Speaking of the weekend, tonight, Friday, catch the Moon in a nice, almost straight line with the giant yellow planet Saturn to its right, and then the giant red star Antares a little lower and to Saturn’s right. If you continue to the right, you’ll come to the giant stripey planet, Jupiter, brightening the high southwest skies after dark.
But wait, there’s more! The Full Buck Moon, sometimes, also, the Full Thunder Moon, will be in your sky this weekend, though farther from Saturn. I hedge a little here with good reason, I hope. The actual moment of fulloscitude, when that Sun-Earth-Moon line is straight as a pin and the Moon is at opposition, directly opposite the Sun in the sky, is at 4:07 UTC Sunday, July 9. So, depending on where you are, the exact timing of when you’ll see the full Moon will vary based on that.

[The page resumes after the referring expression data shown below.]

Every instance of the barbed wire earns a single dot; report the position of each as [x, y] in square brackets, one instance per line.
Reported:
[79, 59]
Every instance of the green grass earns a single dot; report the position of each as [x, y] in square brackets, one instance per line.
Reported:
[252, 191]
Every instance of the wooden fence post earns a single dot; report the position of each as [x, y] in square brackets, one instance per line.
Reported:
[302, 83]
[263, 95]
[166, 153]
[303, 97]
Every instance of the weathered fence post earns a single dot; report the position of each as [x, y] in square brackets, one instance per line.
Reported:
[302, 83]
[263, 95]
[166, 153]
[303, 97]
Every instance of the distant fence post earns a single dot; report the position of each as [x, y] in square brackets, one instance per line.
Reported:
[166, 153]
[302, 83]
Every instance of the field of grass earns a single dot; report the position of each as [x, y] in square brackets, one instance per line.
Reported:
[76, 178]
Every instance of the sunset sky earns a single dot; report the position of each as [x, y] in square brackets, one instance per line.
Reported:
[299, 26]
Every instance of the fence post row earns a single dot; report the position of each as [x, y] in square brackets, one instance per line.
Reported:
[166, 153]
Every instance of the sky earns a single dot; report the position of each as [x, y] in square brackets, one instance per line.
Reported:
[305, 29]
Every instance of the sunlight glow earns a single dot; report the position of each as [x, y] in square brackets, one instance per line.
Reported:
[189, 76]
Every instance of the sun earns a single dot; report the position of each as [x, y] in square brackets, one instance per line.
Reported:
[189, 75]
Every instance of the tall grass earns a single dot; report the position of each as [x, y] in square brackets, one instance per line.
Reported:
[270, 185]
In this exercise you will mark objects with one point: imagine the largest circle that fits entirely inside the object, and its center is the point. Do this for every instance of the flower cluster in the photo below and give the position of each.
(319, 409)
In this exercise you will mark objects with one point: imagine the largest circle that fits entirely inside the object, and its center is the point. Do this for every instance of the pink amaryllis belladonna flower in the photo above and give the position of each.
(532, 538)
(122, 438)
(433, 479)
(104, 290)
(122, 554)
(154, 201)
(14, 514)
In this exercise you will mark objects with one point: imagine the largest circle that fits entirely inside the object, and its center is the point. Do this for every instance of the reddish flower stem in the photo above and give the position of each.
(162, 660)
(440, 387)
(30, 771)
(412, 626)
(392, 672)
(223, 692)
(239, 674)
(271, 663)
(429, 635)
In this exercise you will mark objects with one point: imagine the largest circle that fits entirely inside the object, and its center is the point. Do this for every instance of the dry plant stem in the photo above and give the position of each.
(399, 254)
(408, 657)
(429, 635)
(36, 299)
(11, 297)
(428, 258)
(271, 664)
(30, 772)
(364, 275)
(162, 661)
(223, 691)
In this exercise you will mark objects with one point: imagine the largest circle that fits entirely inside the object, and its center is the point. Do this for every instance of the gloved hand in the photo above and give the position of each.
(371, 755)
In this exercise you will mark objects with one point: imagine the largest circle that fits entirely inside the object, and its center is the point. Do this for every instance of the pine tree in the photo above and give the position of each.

Here in the US, 4:07 UTC Sunday translates to 12:07 AM Eastern, 11:07 PM Saturday, July 8, Central, 10:07 Mountain, and 9:07 Pacific. Effectively for the whole US we’re talking about Saturday night. If you’re awake and not doing other things, you can look out at the sky at the right moment, point, and say “Yep.”
Not to minimize what’s going on, but things in space don’t usually happen very fast on a human time scale. The world will see the Moon as pretty close to full Saturday and Sunday nights. After that the Moon will round the corner and start heading back in toward the new Moon.
This particular full Moon is kind of an interesting one. First, it’s the last full Moon before the anniversary of our old friends Neil Armstrong and Buzz Aldrin cutting the Eagle’s engines at tranquility base. They became the first people ever to walk on another world 48 years ago this month.
Also, these summer full Moons are really interesting. Taken on their own, it’s just another full Moon. Wonderful enough, but easy to take for granted. In the context of the greater pattern of the solar system, you can really start to see the seasonal shifts we experience every day.
Full Moons rise at sunset and set at sunrise, which means they mirror the Sun. Since the daylight hours are at their longest now, though, admittedly, they’re shrinking, that gives less time for July’s full Moon to be in the sky. The longer the Sun is up, as it is in summer, the shorter the amount of time the Moon is up. In fact in the northern hemisphere, June’s and July’s full Moons spends the least time above the horizon of all full Moons. What’s more, with the Sun sailing so high up in the sky these days, our view of the Moon keeps it relatively low and toward the south in the sky all night.
In winter, like it is now in the southern hemisphere, the days are short. So, for those people, this full Moon will be up much longer, and arc much higher overhead.
If you can, grab a look, and try to imagine the bigger picture of it all. You really can start to piece it all together.
Have a great weekend, everyone. Thanks for stopping by, and clear skies!